Carl Ledbetter, chief technology officer at Novell Inc., told the court last week that Microsoft hasn’t disclosed several application programming interfaces (API) “sorely needed to improve the interoperability” of Windows and NetWare, his company’s network operating system.
The remedy proposed by the nine nonsettling states and the District of Columbia would give Novell and other firms access to Microsoft’s source code. A proposed settlement agreed to by Microsoft and the Bush administration requires Microsoft to disclose APIs, the doorways between programs, but it doesn’t give competitors direct source-code access.

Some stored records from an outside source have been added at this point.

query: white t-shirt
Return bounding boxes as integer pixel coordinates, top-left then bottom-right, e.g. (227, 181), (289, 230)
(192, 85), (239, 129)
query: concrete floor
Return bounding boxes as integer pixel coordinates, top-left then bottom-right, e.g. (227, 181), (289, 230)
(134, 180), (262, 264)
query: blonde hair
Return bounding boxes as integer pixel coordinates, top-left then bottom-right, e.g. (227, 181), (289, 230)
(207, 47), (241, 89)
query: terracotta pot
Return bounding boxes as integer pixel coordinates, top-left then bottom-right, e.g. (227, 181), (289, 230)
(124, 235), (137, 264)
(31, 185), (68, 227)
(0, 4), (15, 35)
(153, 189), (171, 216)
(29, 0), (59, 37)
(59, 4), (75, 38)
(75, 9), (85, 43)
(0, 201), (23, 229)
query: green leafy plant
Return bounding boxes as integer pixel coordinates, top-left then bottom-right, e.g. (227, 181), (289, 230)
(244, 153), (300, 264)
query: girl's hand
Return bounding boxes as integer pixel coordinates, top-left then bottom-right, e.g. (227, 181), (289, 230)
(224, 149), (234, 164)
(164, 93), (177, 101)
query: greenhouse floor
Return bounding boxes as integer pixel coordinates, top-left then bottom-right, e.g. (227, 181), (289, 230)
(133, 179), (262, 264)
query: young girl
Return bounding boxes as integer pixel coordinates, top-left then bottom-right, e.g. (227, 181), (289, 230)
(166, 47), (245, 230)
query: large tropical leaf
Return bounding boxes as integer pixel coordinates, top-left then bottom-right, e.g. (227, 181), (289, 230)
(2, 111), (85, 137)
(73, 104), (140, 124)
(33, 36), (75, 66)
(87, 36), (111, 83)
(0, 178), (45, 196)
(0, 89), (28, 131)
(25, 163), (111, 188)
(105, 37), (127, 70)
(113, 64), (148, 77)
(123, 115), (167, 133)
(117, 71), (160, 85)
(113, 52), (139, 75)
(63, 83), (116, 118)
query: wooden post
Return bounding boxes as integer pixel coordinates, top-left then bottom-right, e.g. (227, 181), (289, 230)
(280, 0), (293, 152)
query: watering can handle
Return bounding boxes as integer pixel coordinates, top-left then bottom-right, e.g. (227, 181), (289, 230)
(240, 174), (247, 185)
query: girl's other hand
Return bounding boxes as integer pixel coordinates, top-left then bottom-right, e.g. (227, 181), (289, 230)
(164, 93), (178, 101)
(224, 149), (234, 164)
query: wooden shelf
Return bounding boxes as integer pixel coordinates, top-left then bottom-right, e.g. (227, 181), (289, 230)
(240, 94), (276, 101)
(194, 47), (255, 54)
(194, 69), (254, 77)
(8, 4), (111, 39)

The interoperability of NetWare with Windows applications is a concern of Hugh Winesett, a senior systems analyst at Southwest Gas Corp., a Las Vegas-based utility with 1.3 million customers. The company runs far more NetWare servers than Microsoft servers but uses Microsoft applications such as Excel. And Winesett said there are sometimes problems with performance and file saving on Novell servers.
Southwest Gas remains committed to NetWare because of the software’s cost and stability, said Winesett, but there’s pressure to change. Interoperability issues draw management questions that put IT managers on the defensive. “It forces you into a Microsoft solution because of user complaints,” he said.

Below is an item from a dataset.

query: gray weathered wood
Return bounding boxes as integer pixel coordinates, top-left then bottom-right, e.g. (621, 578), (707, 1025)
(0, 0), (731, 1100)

The states would also require Microsoft to auction Office licenses to rival developers so they can port the software to port it to other operating systems. One company likely to bid on such a license is Linux vendor Red Hat Inc.
Michael Tiemann, chief technology officer at the Raleigh, N.C.-based firm, told the court last week that support for Office is “the first question” asked by enterprise users. And with it available on Linux, the open-source operating system would improve on its current 2 percent market share.
IT managers agreed. “If Office were available for a Linux desktop, there would be a number of CIOs who would push their desktop teams to Linux,” said Brian Kilcourse, CIO at Longs Drug Stores Corp., a Walnut Creek, Calif.-based retail chain with about 5,000 end users. One reason Kilcourse said he would consider switching to Linux is because Microsoft is making it “increasingly difficult to choose enterprise tools” such as Java “that aren’t Microsoft-based on the server side.”
Office on Linux would make it possible for Jack Billiel, the IT manager at dairy company H.P. Hood Inc. in Chelsea, Mass., to consider installing Linux on user laptops — if he knew that there would be no technical problems and that it would save money. “If it’s not going to be cost-effective, why would I bother making the change?” he asked.